The following checks are carried out in the conditions section of the TokenTransfer contract: the accounts involved in the transaction should exist, the amount of tokens to be transferred should be non-zero, the amount of the transaction should be smaller or equal to the balance of the sender’s account. The action section carries out the modification of values in the amount column of the sender’s and receiver’s accounts.

Token Sending Form

The token sending form contains fields to input the transaction amount and the recipient address.

Div(Class: panel panel-default){
  Form(){
    Div(Class: list-group-item text-center){
      Span(Class: h3, Body: LangRes(SendTokens))
    }
    Div(Class: list-group-item){
      Div(Class: row df f-valign){
        Div(Class: col-md-3 mt-sm text-right){
          Label(For: Recipient_Account){
            Span(Body: LangRes(Recipient_Account))
          }
        }
        Div(Class: col-md-9 mb-sm text-left){
          Input(Name: Recipient_Account, Type: text, Placeholder: "xxxx-xxxx-xxxx-xxxx")
        }
      }
      Div(Class: row df f-valign){
        Div(Class: col-md-3 mt-sm text-right){
          Label(For: Amount){
            Span(Body: LangRes(Amount))
          }
        }
        Div(Class: col-md-9 mc-sm text-left){
          Input(Name: Amount, Type: text, Placeholder: "0", Value: "5000000")
        }
      }
    }
    Div(Class: panel-footer clearfix){
      Div(Class: pull-right){
        Button(Body: LangRes(send), Contract: SendTokens, Class: btn btn-default)
      }
    }
  }
}

We could use the Button function to directly call the TokenTransfer transfer contract and pass the current user’s (sender) account address to it, but for the purpose of demonstration of the work of contracts with confirmation we’ll create an intermediary user contract SendTokens.

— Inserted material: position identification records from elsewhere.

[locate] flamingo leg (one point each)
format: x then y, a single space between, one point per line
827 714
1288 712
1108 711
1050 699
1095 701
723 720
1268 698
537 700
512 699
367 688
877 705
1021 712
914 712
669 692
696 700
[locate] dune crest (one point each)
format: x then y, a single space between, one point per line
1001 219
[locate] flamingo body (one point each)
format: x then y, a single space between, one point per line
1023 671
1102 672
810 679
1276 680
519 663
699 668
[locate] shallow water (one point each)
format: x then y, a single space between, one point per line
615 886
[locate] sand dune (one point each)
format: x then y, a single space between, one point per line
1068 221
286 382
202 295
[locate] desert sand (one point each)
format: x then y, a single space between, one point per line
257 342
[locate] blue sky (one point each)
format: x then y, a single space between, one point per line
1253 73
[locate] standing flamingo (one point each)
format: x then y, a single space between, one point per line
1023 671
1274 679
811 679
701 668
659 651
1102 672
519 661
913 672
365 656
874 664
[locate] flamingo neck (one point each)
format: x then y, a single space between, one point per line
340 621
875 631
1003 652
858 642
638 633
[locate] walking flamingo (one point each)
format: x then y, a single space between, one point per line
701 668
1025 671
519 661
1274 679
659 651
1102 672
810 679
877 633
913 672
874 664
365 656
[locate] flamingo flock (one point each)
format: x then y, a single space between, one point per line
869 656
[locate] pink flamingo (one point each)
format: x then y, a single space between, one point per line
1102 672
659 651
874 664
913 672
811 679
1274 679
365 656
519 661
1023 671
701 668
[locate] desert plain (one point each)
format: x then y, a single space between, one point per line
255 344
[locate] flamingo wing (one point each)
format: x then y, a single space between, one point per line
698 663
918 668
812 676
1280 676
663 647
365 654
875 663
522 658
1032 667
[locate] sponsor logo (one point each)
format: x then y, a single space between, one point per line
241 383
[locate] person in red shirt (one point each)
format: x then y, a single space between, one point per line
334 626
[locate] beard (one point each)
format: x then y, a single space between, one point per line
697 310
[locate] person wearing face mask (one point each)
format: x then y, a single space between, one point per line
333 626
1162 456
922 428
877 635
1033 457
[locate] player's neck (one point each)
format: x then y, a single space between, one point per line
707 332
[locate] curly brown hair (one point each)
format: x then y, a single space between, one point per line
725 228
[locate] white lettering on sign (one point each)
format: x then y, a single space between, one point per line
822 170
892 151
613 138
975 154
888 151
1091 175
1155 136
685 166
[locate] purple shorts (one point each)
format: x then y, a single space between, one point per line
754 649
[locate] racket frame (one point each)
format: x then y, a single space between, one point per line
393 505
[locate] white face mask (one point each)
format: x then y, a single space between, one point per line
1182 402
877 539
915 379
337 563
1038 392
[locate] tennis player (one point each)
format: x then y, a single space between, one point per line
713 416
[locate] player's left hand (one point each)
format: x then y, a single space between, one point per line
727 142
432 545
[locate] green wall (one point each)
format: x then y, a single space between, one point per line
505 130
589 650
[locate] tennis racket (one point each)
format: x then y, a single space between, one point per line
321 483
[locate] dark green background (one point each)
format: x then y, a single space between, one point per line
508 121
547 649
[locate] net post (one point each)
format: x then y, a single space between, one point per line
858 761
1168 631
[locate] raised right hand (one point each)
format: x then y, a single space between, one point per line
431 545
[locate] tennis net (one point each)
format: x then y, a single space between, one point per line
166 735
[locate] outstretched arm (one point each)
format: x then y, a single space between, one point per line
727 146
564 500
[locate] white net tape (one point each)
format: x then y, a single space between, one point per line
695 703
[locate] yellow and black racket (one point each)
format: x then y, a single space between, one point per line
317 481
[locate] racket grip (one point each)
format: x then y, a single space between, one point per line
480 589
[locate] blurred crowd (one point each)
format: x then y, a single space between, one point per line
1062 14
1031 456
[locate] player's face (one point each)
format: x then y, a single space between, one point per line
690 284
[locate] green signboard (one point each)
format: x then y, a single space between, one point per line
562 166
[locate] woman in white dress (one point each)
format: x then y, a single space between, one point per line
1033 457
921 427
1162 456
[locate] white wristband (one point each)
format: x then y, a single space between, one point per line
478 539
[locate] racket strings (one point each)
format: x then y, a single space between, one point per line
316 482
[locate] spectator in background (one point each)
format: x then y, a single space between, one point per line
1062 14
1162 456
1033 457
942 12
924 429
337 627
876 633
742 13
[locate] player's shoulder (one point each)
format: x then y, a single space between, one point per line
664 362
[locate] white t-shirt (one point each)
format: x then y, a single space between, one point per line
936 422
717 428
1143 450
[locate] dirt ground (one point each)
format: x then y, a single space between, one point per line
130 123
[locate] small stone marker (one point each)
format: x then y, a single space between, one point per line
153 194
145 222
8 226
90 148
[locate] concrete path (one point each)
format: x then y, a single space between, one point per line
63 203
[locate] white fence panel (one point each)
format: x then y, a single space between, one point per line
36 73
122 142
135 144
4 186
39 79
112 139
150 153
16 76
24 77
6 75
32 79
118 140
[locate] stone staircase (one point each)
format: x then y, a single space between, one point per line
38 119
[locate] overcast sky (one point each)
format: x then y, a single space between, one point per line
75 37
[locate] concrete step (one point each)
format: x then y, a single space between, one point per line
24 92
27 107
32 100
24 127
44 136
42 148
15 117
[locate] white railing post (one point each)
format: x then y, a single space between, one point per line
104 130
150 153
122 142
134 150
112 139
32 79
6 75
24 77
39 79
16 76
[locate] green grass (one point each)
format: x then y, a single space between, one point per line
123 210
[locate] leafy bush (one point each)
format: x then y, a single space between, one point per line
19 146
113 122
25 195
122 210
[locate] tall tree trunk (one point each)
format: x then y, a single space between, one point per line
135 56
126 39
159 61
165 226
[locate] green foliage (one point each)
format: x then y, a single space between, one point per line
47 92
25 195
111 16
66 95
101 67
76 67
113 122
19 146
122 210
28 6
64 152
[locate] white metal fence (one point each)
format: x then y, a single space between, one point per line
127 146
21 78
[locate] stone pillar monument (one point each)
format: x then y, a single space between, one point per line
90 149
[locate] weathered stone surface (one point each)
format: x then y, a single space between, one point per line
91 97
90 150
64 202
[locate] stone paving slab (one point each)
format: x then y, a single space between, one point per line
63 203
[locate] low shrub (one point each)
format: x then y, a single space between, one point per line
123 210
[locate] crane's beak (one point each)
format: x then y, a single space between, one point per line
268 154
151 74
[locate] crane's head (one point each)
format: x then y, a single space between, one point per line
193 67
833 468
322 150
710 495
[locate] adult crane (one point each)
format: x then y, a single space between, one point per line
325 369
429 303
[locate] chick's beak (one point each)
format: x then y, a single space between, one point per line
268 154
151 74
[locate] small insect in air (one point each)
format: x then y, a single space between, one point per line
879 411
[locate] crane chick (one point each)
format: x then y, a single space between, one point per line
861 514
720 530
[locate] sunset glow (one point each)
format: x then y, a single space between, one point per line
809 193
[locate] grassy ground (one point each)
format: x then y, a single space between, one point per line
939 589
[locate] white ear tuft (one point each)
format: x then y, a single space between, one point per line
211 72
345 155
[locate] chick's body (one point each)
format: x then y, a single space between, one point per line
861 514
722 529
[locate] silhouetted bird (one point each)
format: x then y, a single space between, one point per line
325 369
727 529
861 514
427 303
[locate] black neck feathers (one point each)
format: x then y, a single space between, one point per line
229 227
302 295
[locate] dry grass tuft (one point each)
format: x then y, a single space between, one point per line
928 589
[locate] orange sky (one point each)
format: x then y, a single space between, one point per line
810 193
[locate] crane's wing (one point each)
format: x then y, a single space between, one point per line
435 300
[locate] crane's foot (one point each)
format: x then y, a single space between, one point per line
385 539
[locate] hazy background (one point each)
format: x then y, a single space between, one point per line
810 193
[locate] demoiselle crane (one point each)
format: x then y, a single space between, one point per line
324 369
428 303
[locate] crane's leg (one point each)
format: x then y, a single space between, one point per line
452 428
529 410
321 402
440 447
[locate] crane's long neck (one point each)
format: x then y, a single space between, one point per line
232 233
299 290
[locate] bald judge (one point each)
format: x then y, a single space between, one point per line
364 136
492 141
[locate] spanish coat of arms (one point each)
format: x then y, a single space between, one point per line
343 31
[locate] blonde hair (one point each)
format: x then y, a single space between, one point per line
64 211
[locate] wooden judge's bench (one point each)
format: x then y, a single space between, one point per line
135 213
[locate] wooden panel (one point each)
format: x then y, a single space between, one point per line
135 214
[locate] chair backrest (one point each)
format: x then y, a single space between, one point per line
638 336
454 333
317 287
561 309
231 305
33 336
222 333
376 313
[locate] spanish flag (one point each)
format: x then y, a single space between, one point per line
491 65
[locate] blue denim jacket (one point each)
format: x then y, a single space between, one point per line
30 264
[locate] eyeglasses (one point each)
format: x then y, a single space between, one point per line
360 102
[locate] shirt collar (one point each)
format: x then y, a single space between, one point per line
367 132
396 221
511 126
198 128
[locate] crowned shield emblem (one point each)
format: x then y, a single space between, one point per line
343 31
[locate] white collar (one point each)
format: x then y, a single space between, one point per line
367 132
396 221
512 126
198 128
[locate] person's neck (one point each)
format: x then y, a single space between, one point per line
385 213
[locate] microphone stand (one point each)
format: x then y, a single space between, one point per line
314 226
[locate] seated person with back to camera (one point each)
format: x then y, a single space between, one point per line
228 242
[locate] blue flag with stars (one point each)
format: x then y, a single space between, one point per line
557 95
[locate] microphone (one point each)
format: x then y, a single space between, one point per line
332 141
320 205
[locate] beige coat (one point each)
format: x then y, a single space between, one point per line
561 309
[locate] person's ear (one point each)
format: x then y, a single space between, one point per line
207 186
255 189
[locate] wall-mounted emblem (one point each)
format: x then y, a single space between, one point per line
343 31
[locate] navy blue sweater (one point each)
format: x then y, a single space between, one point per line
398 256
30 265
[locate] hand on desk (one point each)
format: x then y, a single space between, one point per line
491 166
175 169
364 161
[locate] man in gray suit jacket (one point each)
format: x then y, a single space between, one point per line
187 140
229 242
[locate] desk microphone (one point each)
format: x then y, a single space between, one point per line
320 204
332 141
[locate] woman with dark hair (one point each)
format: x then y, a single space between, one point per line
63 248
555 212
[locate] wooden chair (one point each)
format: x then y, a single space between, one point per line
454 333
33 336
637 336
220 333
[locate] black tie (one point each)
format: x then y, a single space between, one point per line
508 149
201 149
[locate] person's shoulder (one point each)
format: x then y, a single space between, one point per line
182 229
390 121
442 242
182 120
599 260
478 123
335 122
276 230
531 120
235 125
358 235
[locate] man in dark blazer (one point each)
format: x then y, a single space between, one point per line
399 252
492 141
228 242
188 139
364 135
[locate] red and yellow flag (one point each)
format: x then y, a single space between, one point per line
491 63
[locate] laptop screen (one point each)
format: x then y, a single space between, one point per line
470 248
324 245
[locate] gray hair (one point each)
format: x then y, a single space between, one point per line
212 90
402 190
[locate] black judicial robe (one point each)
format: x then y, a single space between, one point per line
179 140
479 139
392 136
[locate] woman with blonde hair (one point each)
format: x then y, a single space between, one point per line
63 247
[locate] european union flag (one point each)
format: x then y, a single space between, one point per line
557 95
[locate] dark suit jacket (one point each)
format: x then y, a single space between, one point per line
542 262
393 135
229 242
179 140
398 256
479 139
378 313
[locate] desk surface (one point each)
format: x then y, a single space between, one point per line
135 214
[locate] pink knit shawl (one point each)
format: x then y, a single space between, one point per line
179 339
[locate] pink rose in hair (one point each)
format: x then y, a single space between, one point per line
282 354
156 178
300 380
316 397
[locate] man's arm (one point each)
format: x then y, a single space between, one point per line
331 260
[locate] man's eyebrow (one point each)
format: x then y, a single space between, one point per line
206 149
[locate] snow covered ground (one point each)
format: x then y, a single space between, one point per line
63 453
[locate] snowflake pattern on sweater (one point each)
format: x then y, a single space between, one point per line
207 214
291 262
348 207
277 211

It is important to note, that since the names of data in the data section of the contract and the names of the interface form fields are the same, we don’t need to specify the Params parameters in the Button function.

The form can be placed on any page in the software client. After the contract execution has ended, the user will stay on the current page (because we didn’t specify a target page Page in the Button function).

Custom Contracts

The TokenTransfer contract is defined as a contract with confirmation, and that is why in order to call it from another contract we need to place the Signature string “signature:TokenTransfer” in the data section of our custom contract. The conditions section of the SendTokens contract checks the availability of the account; the action section calls the TokenTransfer contract and passes parameters to it.

contract SendTokens {
    data {
        Amount money
        Recipient_Account string
        Signature string "signature:TokenTransfer"
    }

    conditions {
        $recipient = AddressToId($Recipient_Account)
        if $recipient == 0 {
            error Sprintf("Recipient %s is invalid", $Recipient_Account)
        }
    }

    action {
        TokenTransfer("Amount,Sender_AccountId,Recipient_AccountId,Signature", $Amount, $key_id, $recipient, $Signature)
    }
}